Index(['Purchase ID', 'SN', 'Age', 'Gender', 'Item ID', 'Item Name', 'Price'], dtype='object')

## Player Count

In [4]:
# Display the total number of players
totalPlayers = purchase_data['SN'].nunique()

totalPlayers_table = pd.DataFrame({"Total Players":[totalPlayers]})
totalPlayers_table

Unnamed: 0,Total Players
0,576


In [5]:
# Memo: This cell's result is same as the above cell

# Display the total number of players
# Memo: The value_counts method counts unique value in a column
## totalPlayers = purchase_data["SN"].value_counts()

# Memo: To print a single scalar value, wrap with []. e.g. [singleValue]
## totalPlayers_table = pd.DataFrame({"Total Players": [totalPlayers.count()]})
## totalPlayers_table.head()

## Purchasing Analysis (Total) 

In [6]:
# Number of Unique Items
uniqueItems = purchase_data["Item ID"].value_counts().count()
# Average Purchase Price
averagePurchase = purchase_data["Price"].mean()
# Format two places of decimals
averagePurchase = "{0:0.2f}".format(averagePurchase)
# Total Number of Purchases
totalPurchase = purchase_data["Price"].count()
# Total Revenue
totalRevenue = purchase_data["Price"].sum()

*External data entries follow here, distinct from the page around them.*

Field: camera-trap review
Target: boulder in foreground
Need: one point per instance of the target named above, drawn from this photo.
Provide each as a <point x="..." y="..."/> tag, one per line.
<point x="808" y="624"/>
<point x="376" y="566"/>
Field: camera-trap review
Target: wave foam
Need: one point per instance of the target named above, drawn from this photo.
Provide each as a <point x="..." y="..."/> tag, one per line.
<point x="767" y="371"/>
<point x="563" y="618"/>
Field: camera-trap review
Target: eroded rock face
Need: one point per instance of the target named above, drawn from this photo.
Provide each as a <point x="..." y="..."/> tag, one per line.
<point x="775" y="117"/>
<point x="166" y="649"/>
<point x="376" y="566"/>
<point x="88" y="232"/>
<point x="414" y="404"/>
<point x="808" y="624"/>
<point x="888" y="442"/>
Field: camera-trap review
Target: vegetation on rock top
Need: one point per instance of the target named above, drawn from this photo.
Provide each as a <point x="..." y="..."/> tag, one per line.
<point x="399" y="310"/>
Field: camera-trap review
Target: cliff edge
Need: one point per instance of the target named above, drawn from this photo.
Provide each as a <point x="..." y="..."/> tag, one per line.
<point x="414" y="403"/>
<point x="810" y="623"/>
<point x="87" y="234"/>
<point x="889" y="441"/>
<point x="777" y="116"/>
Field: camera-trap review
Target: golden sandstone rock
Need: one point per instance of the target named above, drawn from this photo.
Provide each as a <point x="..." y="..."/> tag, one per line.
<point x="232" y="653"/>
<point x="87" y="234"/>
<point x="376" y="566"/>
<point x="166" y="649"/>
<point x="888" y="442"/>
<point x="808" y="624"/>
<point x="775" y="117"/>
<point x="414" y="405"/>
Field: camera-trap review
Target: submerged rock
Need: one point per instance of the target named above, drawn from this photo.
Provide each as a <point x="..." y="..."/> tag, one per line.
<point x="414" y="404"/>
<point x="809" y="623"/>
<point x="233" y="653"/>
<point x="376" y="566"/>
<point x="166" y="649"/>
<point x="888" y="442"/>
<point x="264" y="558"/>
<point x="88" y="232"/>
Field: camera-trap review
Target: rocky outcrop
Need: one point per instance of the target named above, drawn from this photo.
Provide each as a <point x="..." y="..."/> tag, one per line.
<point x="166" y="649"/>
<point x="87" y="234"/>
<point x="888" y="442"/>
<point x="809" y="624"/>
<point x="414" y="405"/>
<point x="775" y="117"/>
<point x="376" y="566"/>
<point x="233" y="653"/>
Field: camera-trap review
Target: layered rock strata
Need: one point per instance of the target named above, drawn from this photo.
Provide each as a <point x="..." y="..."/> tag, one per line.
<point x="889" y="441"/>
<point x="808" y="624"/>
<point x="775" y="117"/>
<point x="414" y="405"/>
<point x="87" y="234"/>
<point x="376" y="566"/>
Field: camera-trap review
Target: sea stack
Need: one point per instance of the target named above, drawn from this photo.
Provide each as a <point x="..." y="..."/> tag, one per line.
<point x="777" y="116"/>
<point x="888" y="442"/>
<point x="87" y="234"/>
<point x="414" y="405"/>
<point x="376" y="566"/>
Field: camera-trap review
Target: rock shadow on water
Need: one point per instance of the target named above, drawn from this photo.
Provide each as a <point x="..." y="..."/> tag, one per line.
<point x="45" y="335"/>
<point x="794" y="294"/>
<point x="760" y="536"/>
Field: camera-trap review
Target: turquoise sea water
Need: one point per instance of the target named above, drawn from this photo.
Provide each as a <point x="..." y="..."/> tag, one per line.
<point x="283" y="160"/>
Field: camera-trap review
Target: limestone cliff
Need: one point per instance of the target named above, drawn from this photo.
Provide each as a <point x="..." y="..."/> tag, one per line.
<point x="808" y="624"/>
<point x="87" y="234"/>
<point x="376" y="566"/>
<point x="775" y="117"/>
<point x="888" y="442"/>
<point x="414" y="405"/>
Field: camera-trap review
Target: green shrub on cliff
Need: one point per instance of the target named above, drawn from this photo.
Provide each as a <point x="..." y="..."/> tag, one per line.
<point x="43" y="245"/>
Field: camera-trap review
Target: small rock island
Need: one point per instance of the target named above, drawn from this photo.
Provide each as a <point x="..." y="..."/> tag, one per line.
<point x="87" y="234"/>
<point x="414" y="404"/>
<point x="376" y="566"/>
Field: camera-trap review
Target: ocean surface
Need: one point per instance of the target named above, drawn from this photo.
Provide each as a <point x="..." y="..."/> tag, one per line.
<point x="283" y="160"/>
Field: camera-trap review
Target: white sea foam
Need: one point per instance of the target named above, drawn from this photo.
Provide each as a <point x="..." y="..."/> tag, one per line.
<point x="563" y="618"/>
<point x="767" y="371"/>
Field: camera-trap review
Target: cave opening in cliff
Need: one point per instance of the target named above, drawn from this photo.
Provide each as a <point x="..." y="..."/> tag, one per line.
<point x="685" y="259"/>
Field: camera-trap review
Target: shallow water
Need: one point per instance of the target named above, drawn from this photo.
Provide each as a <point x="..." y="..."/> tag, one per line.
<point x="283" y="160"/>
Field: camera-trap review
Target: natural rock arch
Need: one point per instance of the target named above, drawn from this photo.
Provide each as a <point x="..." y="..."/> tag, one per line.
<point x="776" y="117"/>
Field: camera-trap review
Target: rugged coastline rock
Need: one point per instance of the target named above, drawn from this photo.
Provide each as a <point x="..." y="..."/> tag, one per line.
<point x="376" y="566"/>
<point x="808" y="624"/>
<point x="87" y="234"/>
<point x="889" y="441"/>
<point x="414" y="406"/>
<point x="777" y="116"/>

# Format a number to commas to separate thousands 
totalRevenue = "{:,}".format(totalRevenue)
    
purchasingSummary_table = pd.DataFrame({"Number of Unique Item":[uniqueItems], 
                                       "Average Price":"$"+str(averagePurchase), "Number of Purchases": totalPurchase, 
                                       "Total Revenue":"$"+str(totalRevenue)})
purchasingSummary_table

Unnamed: 0,Number of Unique Item,Average Price,Number of Purchases,Total Revenue
0,183,$3.05,780,"$2,379.77"


## Gender Demographics 

In [7]:
# Count of players per gender
# Memo: nunique = Return number of unique elements in the object
genderCounts = purchase_data.groupby('Gender')['SN'].nunique()
genderCounts = genderCounts.sort_values(ascending=False)

In [8]:
# Percentage of players per gender
genderDemographics_table = pd.DataFrame({"Gender":genderCounts, 
                                        "Percentage of Players":genderCounts / totalPlayers * 100})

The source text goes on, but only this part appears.